A factor in the survival of age-0 pollock in the Bering Sea may be the high abundance of large medusae in the summer. There is some evidence that the largest medusae are capable of feeding on small age-0 pollock (Hamner, 1983). At the very least, the high biomass and prodigious feeding capability of these medusae make them potential competitors with juvenile pollock and other small fishes for the available food. There is also some evidence that juvenile pollock may derive benefit by associating commensally with these abundant medusae, obtaining shelter from predators and possibly food from these hosts (Van Hyning and Cooney 1974, Hamner 1983).
Research Activities
Individual Based Models (IBM) have been successful in the OPEN, Georges Bank and Shelikof Strait FOCI programs (Werner et al., 1994; Hinckley et al., 1995; Hermann and Stabeno, 1995). We propose including lower trophic level interaction (NPZ). The IBM follows the trajectories through space of individual fish using the hydrodynamic model flow fields. The IBM is a probabilistic and mechanistic model which includes development, behavior, feeding, bioenergetics, growth and mortality for each life stage. Processes are driven by physical factors (temperature, salinity and turbulence) derived from the hydrodynamic model, and by prey levels derived from the NPZ model. The addition of the NPZ model will help address issues of match/mismatch of larval feeding to the timing of the spring phytoplankton bloom. Predation pressure exerted by other species will be incorporated into the IBM. Circulation of the Bering Sea shelf and slope should be calculated using an eddy resolving, free surface, hydrostatic primitive equation model which accurately resolves mixed layers and shelf break processes. Model hindcasts can include assimilation of data from cruises, the biophysical platforms and drifters.

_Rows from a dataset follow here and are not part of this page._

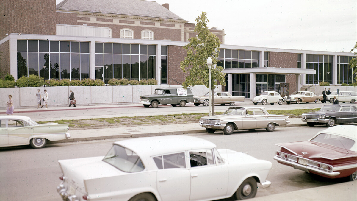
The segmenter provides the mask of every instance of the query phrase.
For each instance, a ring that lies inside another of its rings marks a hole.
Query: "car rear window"
[[[326,133],[320,133],[310,141],[323,143],[348,150],[351,149],[355,142],[354,140],[351,139]]]
[[[127,172],[140,172],[144,168],[141,160],[136,153],[116,144],[112,147],[103,161]]]

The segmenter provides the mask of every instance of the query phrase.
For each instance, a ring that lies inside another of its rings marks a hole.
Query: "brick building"
[[[170,11],[167,4],[4,0],[0,6],[0,70],[15,79],[30,74],[106,83],[155,78],[162,85],[185,80],[182,47],[196,35],[195,24]],[[338,85],[357,77],[348,64],[351,53],[230,45],[224,30],[210,30],[222,43],[219,65],[227,84],[222,89],[234,95],[252,98],[282,85],[291,94],[319,81]]]

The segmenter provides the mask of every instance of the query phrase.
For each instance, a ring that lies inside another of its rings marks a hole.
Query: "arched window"
[[[141,39],[144,40],[154,40],[154,33],[149,30],[144,30],[142,31]]]
[[[132,30],[122,29],[120,30],[120,38],[133,38]]]

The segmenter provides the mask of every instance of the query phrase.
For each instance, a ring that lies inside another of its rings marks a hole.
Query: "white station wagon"
[[[272,163],[187,136],[117,142],[105,156],[61,160],[64,200],[183,201],[254,197]]]

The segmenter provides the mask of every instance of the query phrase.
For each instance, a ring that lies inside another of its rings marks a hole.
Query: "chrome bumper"
[[[221,125],[212,125],[212,124],[200,124],[200,126],[206,128],[213,128],[213,129],[223,129],[226,127],[226,124],[223,123]]]
[[[328,122],[328,119],[301,119],[301,121],[303,122],[313,122],[315,123],[326,123]]]
[[[283,163],[285,163],[291,165],[295,169],[297,169],[300,170],[305,171],[306,172],[310,173],[310,171],[318,172],[320,174],[326,175],[330,177],[333,177],[340,175],[340,172],[327,172],[324,171],[322,170],[320,170],[315,167],[309,167],[301,164],[300,164],[296,162],[286,160],[282,158],[279,158],[276,156],[274,157],[274,160]]]

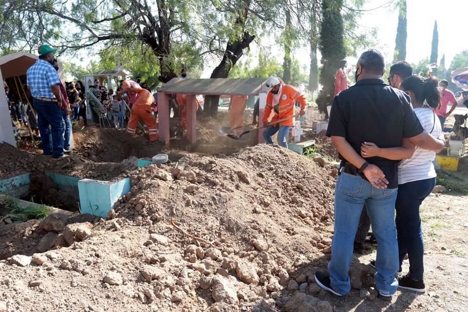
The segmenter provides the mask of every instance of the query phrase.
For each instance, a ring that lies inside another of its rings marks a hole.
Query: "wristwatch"
[[[368,166],[369,165],[370,165],[370,163],[369,163],[369,162],[368,162],[367,161],[366,161],[366,162],[365,162],[364,163],[363,163],[363,164],[362,164],[362,166],[361,166],[361,168],[360,168],[357,170],[357,173],[358,173],[358,174],[362,174],[363,172],[364,172],[364,170],[366,170],[366,168],[367,168]]]

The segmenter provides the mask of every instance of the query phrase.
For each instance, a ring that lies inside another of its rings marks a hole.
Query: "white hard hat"
[[[276,77],[272,76],[268,78],[268,80],[267,80],[267,82],[265,83],[265,84],[269,88],[271,88],[272,87],[278,85],[280,83],[281,83],[281,82],[279,81],[279,79]]]

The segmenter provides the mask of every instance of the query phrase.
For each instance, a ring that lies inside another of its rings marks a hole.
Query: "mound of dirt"
[[[260,145],[134,173],[82,241],[33,256],[40,265],[0,261],[0,303],[48,311],[45,294],[61,311],[332,312],[300,268],[326,261],[336,169]]]

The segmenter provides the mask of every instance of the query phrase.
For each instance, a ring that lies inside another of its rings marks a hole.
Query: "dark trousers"
[[[62,156],[64,143],[62,110],[57,106],[57,102],[34,98],[34,103],[38,113],[38,125],[44,155]]]
[[[356,232],[354,241],[356,243],[364,243],[364,241],[366,240],[368,233],[369,233],[369,229],[370,228],[370,219],[367,214],[367,208],[366,207],[366,205],[364,204],[364,206],[362,208],[362,212],[361,213],[361,216],[359,218],[359,225],[358,226],[357,231]]]
[[[424,273],[423,260],[424,242],[419,207],[432,192],[435,182],[435,178],[432,178],[398,186],[395,203],[395,223],[400,267],[401,267],[405,256],[408,253],[410,260],[410,276],[414,280],[422,280]]]

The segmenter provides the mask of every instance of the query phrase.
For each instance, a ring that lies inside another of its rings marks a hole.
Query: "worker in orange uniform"
[[[248,99],[249,97],[247,96],[233,96],[231,97],[229,126],[231,129],[244,125],[244,111],[247,106]]]
[[[272,122],[280,119],[292,117],[294,116],[294,104],[296,101],[301,105],[301,116],[306,114],[307,103],[306,98],[293,87],[281,83],[276,77],[270,77],[267,81],[266,86],[272,89],[267,96],[267,105],[263,115],[263,124],[266,127],[263,132],[263,138],[267,144],[273,144],[272,136],[278,133],[278,144],[283,147],[288,148],[286,136],[289,130],[294,126],[293,118],[291,118],[282,121],[279,124],[271,125]],[[270,122],[268,118],[272,111],[274,116]]]
[[[135,134],[136,125],[141,118],[148,126],[150,141],[157,141],[159,138],[157,135],[157,123],[153,114],[152,107],[155,103],[155,98],[147,90],[143,89],[139,86],[132,86],[131,83],[131,82],[128,81],[122,82],[122,89],[118,92],[119,94],[128,93],[131,98],[136,94],[138,96],[132,107],[132,115],[127,125],[127,133],[132,135]]]
[[[177,94],[176,96],[176,100],[179,109],[179,117],[180,118],[180,122],[179,125],[180,128],[187,129],[187,95]],[[189,105],[192,105],[191,103]],[[195,101],[195,111],[198,109],[198,103]]]

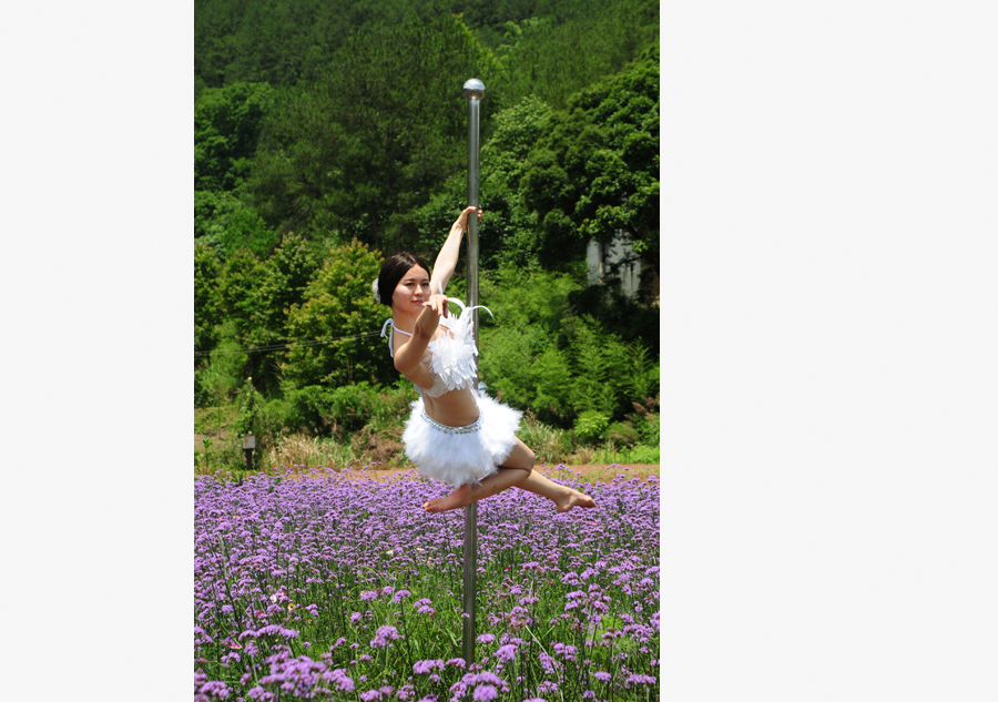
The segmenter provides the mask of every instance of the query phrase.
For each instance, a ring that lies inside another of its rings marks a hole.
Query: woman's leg
[[[563,485],[548,480],[533,469],[537,457],[526,444],[517,439],[516,445],[499,470],[485,478],[481,485],[462,485],[447,497],[426,502],[422,508],[428,512],[442,512],[449,509],[467,507],[471,502],[491,497],[511,487],[533,492],[554,502],[559,512],[567,512],[573,507],[595,507],[591,497],[582,495]]]

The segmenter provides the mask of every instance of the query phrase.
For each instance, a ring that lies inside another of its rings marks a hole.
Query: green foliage
[[[194,372],[195,399],[200,399],[197,406],[223,405],[235,396],[247,365],[246,354],[238,349],[233,325],[225,323],[220,329],[220,342],[211,359]]]
[[[528,16],[525,9],[497,8],[501,13],[493,16],[502,18],[496,20],[502,22],[501,38],[490,43],[503,69],[495,90],[512,101],[534,94],[563,108],[570,95],[620,71],[659,34],[659,4],[652,0],[556,0],[538,2]]]
[[[594,409],[587,409],[576,419],[576,438],[595,444],[607,438],[610,418]]]
[[[590,238],[623,233],[646,265],[658,264],[658,104],[654,49],[552,115],[520,180],[546,261],[564,261],[567,251],[578,257]]]
[[[553,464],[566,460],[572,452],[571,435],[563,429],[549,427],[531,415],[523,417],[521,429],[517,434],[537,456],[537,460]]]
[[[315,79],[360,28],[448,10],[439,0],[195,0],[194,74],[202,87],[294,85]]]
[[[379,271],[380,254],[356,240],[330,252],[305,302],[288,311],[288,336],[296,345],[283,370],[292,387],[385,383],[398,375],[378,336],[390,315],[371,295]]]
[[[203,244],[194,245],[194,352],[206,353],[218,342],[216,326],[222,322],[217,295],[222,261]],[[195,366],[198,357],[195,356]],[[196,395],[196,393],[195,393]]]
[[[253,378],[246,378],[243,385],[240,403],[240,416],[233,426],[237,437],[256,434],[256,423],[259,418],[259,393],[253,387]]]
[[[490,70],[446,14],[348,38],[320,78],[285,91],[267,122],[248,183],[257,208],[310,238],[414,247],[416,211],[466,163],[461,85],[488,81]],[[483,103],[483,120],[490,110]]]
[[[267,83],[208,88],[194,103],[194,190],[235,190],[256,152],[276,91]]]
[[[638,429],[628,421],[614,421],[607,429],[607,438],[624,446],[634,446],[639,440]]]
[[[652,295],[582,285],[590,238],[623,232],[658,264],[656,35],[649,0],[196,0],[195,405],[245,399],[252,376],[258,442],[394,436],[415,395],[369,286],[378,251],[432,261],[465,203],[475,75],[480,302],[497,315],[481,315],[482,379],[529,411],[550,460],[584,411],[618,446],[627,427],[656,445]]]

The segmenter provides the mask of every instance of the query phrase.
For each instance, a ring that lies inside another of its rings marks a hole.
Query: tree
[[[288,311],[284,377],[292,387],[390,383],[397,373],[378,332],[390,316],[374,299],[380,253],[358,241],[330,252],[308,284],[305,302]]]
[[[490,64],[459,19],[347,39],[318,81],[289,90],[248,186],[271,226],[336,245],[413,247],[416,211],[466,162],[466,77]],[[483,115],[492,108],[482,103]]]
[[[195,191],[237,189],[275,96],[267,83],[235,83],[202,92],[194,103]]]
[[[658,267],[659,53],[582,91],[527,160],[520,192],[548,261],[623,234]]]

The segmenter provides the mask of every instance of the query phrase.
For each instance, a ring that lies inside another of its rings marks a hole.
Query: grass
[[[585,485],[559,466],[595,509],[480,502],[466,670],[461,511],[425,513],[441,486],[415,474],[355,472],[195,481],[195,695],[658,699],[656,480]]]

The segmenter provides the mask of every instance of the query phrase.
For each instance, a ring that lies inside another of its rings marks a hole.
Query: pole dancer
[[[461,212],[432,268],[400,252],[381,264],[374,285],[375,299],[391,308],[381,335],[395,367],[419,393],[403,433],[406,455],[424,475],[455,486],[422,508],[458,509],[511,487],[548,498],[559,512],[595,507],[592,498],[533,470],[533,451],[516,436],[522,413],[478,391],[473,311],[444,294],[471,213],[481,216],[478,207]],[[460,316],[451,314],[451,305]]]
[[[479,393],[478,369],[478,106],[485,84],[465,83],[470,110],[468,138],[468,207],[450,228],[437,254],[432,275],[426,262],[408,252],[381,266],[375,299],[391,307],[388,334],[395,367],[419,391],[406,423],[406,454],[421,472],[456,486],[444,498],[426,502],[428,512],[465,508],[462,653],[475,661],[478,500],[518,487],[554,502],[559,512],[592,508],[592,498],[548,480],[533,470],[534,455],[516,430],[521,413]],[[477,217],[471,217],[472,213]],[[468,306],[444,294],[468,231]],[[381,293],[384,291],[384,293]],[[450,305],[460,316],[450,315]],[[488,308],[486,308],[488,311]],[[489,312],[491,314],[491,312]],[[395,336],[399,333],[399,337]],[[407,338],[406,338],[407,337]]]

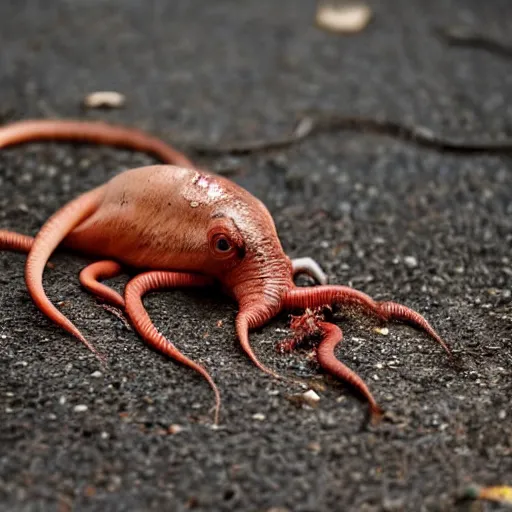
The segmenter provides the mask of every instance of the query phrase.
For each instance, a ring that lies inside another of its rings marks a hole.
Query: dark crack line
[[[419,125],[406,125],[378,118],[344,117],[330,113],[313,113],[303,116],[293,132],[287,136],[224,144],[193,144],[189,146],[189,150],[199,155],[248,155],[284,149],[313,135],[336,131],[356,131],[384,135],[444,153],[493,155],[512,153],[512,139],[502,141],[457,140],[444,138],[435,134],[429,128]]]
[[[464,25],[437,27],[434,32],[451,46],[465,46],[512,59],[512,43]]]

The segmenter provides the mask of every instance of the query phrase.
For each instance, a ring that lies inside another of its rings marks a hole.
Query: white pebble
[[[316,407],[320,401],[320,397],[312,389],[308,389],[305,393],[302,393],[302,399],[311,407]]]
[[[119,108],[126,103],[126,97],[116,91],[96,91],[88,94],[83,101],[87,108]]]
[[[406,256],[404,263],[409,268],[416,268],[418,266],[418,260],[414,256]]]
[[[318,7],[316,23],[324,30],[352,34],[363,30],[371,17],[370,8],[360,2],[339,6],[325,3]]]

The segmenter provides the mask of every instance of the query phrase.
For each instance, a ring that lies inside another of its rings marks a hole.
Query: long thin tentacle
[[[348,286],[293,288],[283,297],[283,308],[317,308],[328,305],[357,306],[382,320],[407,322],[425,331],[451,356],[450,349],[432,326],[416,311],[395,302],[375,302],[370,296]]]
[[[25,282],[37,307],[53,322],[78,338],[102,363],[104,357],[48,299],[43,288],[43,271],[52,252],[65,236],[89,217],[103,197],[103,187],[93,189],[61,208],[37,234],[25,264]]]
[[[271,370],[270,368],[267,368],[263,363],[259,361],[249,342],[249,329],[256,329],[261,327],[268,320],[270,320],[274,314],[275,312],[270,308],[261,307],[259,305],[248,308],[241,307],[240,312],[236,317],[236,333],[242,349],[249,356],[251,361],[261,371],[272,375],[272,377],[281,379],[282,377],[278,373]]]
[[[123,267],[113,260],[96,261],[87,265],[80,272],[80,283],[93,295],[124,309],[124,298],[109,286],[99,282],[99,279],[111,279],[122,274]]]
[[[155,155],[164,163],[194,168],[181,152],[160,139],[134,128],[101,121],[42,119],[18,121],[0,127],[0,148],[24,142],[56,140],[126,147]]]
[[[348,366],[344,365],[334,355],[334,349],[343,340],[341,329],[330,322],[317,322],[323,338],[317,348],[317,359],[320,366],[330,374],[354,386],[368,400],[372,422],[376,423],[382,417],[382,409],[377,405],[364,380]]]
[[[0,251],[29,252],[33,243],[31,236],[0,229]]]
[[[134,277],[126,285],[125,301],[126,313],[128,314],[135,330],[149,345],[171,357],[175,361],[192,368],[206,379],[215,394],[214,422],[215,424],[218,424],[220,393],[212,377],[203,366],[182,354],[167,338],[165,338],[165,336],[157,331],[142,303],[142,297],[144,294],[151,290],[189,286],[208,286],[212,283],[213,281],[211,278],[199,274],[165,272],[159,270],[144,272],[143,274],[139,274]]]

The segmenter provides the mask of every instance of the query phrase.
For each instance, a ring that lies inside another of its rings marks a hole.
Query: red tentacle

We will ascertain the most important parameters that govern the year-to-year variability of food and predation relative to physical processes and the location of shelf fronts. We intend to establish links between success of the juvenile pollock, interannual variability, and spatial and temporal shifts in forcing. Combined observations and simulations will suggest which pollock spawning sites yield lowest mortality for present and projected physical forcing. Sensitivity analyses will yield insights into the fundamental predictability of pollock dynamics in this region.
We will use the output of the IBM/trophodynamic model to parameterize a spatially explicit model of upper-trophic level predators and their predation on juvenile pollock and alternate sources of prey. This second model, known as MSVPA (multispecies virtual population analysis) will include pollock and major predators of pollock and will be used to address ecological stability issues and assess the influence of various management schemes on long-term species abundances. Questions that we can ask are: What is the importance of juvenile pollock versus euphausiids in the diet of the pelagic guild based on different food switching scenarios? Can we quantify predation pressure on juvenile pollock? What is the stability of the present ecosystem? We will make use of the facilities at the University of Alaska Arctic Region Supercomputer Center. As the causal mechanisms are determined as a basis for survival, statistical models (Megrey et al., 1995) will be used to assess the robustness of the SEBSCC indices to biological and physical environmental fluctuations.